Cesia K. Holocaust testimony (HVT-420) interviewed by Erika Jacoby and Penny Wities
- Los Angeles, Calif. : UCLA Holocaust Documentation Archives, 1983
- Interview Date
- June 19, 1983.
- 2 copies: 3/4 in. dub; and 1/2 in. VHS with time coding.
- Cite As
- Cesia K. Holocaust Testimony (HVT-420). Fortunoff Video Archive for Holocaust Testimonies, Yale University Library.

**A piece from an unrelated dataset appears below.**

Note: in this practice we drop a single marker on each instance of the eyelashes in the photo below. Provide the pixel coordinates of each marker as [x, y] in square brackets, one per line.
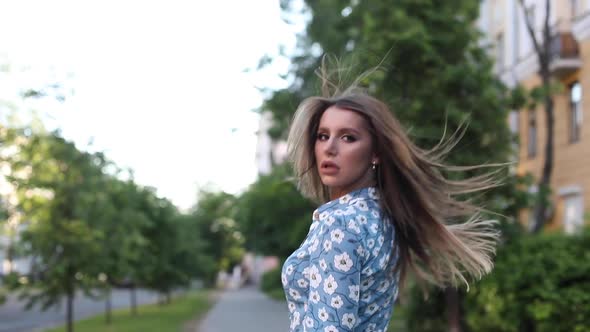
[347, 138]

Videotape testimony of Cesia K., who was born in Łódź, Poland to a middle-class family of four children. She recalls a sheltered childhood; German invasion; anti-Jewish measures; ghettoization; starvation, beatings, and forced labor; her impressions of Ḥayim Rumkowski; her mother's escape with her nine-month-old sibling during a children's deportation; trying to help others through the sick committee; her father's deportation in August 1944 (she never saw him again); separation from her mother, brothers, and grandmother upon arrival at Auschwitz; transfer with her sister to Stutthof in November 1944; frequent killings on a death march in January 1945; escaping with her sister from a boat en route to Gdańsk; walking to a labor camp for non-Jewish Slavs; her sister developing gangrene; liberation by Soviet troops; and returning to Łódź in April 1945. Mrs. K. describes working to support her sister; learning that her brother was in Italy on his way to Palestine; marriage in December 1945; antisemitic incidents in 1946; and fleeing with her husband via Czechoslovakia to Germany. She discusses her continuing distrust of Poles and Germans and reluctance to visit either country.